She went past the girl without touching her and into the kitchen, took the lemonade from the fridge, two glasses. A shadow fell across the doorway.

‘You can come in.’

A couple of steps, but no more. Paula set the drinks on the table, with a packet of biscuits.

The child had dark brown hair in matted ringlets, a boys’ checked shirt and shorts. Her eyes were thickly lashed.

Paula drank her own lemonade.

‘I’m Paula.’

The girl dived forwards and grabbed three biscuits deftly off the plate.

‘Don’t eat like that, you’ll choke. Wash them down with this.’

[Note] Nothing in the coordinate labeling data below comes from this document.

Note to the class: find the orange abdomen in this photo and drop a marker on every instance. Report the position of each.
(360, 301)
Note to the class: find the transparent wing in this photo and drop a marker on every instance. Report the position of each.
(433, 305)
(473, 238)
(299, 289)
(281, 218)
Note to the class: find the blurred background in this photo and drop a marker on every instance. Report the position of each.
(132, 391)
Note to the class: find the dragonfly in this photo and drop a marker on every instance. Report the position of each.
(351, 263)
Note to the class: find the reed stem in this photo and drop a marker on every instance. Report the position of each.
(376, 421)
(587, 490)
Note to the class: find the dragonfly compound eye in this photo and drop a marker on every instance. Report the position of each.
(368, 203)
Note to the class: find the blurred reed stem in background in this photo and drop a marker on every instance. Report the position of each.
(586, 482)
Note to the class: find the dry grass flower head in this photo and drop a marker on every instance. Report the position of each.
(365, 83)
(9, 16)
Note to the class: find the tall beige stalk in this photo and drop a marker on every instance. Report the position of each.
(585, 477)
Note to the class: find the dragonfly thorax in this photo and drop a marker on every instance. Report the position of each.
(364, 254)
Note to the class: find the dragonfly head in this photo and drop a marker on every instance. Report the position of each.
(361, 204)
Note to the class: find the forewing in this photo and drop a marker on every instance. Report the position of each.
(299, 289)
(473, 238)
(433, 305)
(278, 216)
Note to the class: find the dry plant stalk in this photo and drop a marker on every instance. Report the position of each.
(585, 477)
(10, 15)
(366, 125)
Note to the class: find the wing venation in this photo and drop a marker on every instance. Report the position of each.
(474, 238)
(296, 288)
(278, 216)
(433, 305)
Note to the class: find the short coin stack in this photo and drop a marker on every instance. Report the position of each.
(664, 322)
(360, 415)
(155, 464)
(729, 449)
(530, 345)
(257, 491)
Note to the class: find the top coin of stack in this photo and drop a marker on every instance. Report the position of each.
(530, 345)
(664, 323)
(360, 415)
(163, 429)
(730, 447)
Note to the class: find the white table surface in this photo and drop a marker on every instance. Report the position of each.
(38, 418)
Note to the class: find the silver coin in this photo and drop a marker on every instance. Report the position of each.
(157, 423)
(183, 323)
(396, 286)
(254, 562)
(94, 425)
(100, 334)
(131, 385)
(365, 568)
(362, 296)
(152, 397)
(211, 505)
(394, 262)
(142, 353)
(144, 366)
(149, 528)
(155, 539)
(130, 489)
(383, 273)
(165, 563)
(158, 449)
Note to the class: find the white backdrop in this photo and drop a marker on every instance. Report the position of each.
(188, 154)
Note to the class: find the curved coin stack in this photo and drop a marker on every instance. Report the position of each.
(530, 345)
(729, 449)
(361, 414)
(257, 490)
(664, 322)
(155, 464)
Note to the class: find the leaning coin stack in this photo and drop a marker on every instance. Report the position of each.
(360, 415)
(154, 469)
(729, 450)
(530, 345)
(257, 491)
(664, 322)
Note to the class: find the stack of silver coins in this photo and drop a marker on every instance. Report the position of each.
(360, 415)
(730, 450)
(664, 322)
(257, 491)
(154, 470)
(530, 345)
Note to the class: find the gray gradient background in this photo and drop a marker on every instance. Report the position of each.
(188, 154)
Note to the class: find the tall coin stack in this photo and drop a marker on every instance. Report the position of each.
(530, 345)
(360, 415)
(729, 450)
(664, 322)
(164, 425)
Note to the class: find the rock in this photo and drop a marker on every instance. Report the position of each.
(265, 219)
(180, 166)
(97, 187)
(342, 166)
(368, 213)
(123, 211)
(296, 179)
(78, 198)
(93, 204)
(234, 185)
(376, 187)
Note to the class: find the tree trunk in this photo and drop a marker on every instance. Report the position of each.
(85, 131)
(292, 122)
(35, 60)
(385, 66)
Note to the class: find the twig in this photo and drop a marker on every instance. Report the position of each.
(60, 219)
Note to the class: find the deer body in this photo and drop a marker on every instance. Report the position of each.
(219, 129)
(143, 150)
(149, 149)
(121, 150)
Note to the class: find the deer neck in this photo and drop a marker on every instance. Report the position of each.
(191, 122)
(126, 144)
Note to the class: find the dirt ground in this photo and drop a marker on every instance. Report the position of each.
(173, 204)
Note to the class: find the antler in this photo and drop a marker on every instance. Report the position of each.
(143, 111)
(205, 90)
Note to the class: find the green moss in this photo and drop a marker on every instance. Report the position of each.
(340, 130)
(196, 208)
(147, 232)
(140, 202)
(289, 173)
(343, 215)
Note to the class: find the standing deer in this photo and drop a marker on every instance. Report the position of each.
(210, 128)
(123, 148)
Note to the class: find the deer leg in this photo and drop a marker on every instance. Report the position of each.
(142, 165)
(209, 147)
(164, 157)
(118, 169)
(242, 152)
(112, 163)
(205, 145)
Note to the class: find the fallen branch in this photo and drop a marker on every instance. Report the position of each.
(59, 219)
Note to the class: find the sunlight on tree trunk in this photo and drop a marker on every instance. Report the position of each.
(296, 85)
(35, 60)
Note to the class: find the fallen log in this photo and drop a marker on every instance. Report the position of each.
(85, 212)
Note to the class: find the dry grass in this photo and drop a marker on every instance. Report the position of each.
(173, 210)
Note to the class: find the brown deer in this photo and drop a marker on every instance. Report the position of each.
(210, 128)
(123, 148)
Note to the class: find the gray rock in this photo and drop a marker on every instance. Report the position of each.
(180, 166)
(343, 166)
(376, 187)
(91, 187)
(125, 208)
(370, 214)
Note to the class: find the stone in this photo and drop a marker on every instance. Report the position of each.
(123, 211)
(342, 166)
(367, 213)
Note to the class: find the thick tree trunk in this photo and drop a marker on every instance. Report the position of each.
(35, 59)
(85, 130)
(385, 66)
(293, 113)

But she gobbled the biscuits, then drank. Her face puckered up.

‘Sorry. It is a bit sharp.’

‘S’not lemonade.’

‘Yes it is. I made it. With lemons. There’s some milk.’

She got a carton from the fridge. When she turned round, the child was pushing three more biscuits into her mouth and the last one into the pocket of her shorts.

‘I could make you some toast.’

Paula watched the milk drain down the glass, as in a speeded-up film.

She made three rounds of toast with butter and strawberry jam.

Starving children happened in Africa, not here in rural England, she thought as the child ate, this land of plenty and supermarkets twenty minutes away. Shame flooded through her. She had not realised until now that the leaf soup and unripe berries, the bird nuts, were free food for empty bellies. She made two more slices of toast, but as she started to butter them Adrian came in through the door, red-faced and perspiring, his shirt tied round his waist. His pale upper body was damp.

‘What on earth’s going on?’

The child was trying to bolt, clutching the toast, but could not get out, because Adrian’s thick body was blocking the doorway.

‘It’s OK,’ she said, ‘sit down again. It’s only Adrian. He doesn’t mind.’

‘Who the hell said I didn’t mind?’ He threw his shirt onto the floor. ‘Are we feeding the neighbourhood kids now or what?’

The girl’s eyes were wide with alarm. Paula reached out and tried to lead her back to the table, but she pulled away, wire-taut at the touch.

‘I don’t even know your name.’

‘She’s in here stuffing herself with our food and she hasn’t even told you who she is?’

‘Shut up!’

He looked astonished and in his astonishment, stepped forwards.

The girl was out of the door and away, her feet soundless on the path.

‘For God’s sake, Paula.’

‘No, actually, for God’s sake, Adrian. Why did you frighten her like that? That child’s hungry – heaven knows when she last ate a proper meal.’

‘And it’s all down to us to remedy that, is it? You know what’ll happen, don’t you? Come six o’clock the lot of them will be round here and you’ll be giving them a full cooked meal, and where do you suppose it will end? Next thing, they’ll be living here.’

‘No,’ Paula said, clearing the crockery. ‘They won’t. But if they come back for more food, they can have it. Have you ever been hungry?’

‘Well of course I’ve been hungry. So have you – everyone’s been hungry.’

‘Yes and known where the next meal was coming from and when. Not the same.’

He stood at the sink, sloshing cold water over his face and shoulders. The water sprayed over the draining board onto the floor.

‘You could have a cold shower,’ Paula said.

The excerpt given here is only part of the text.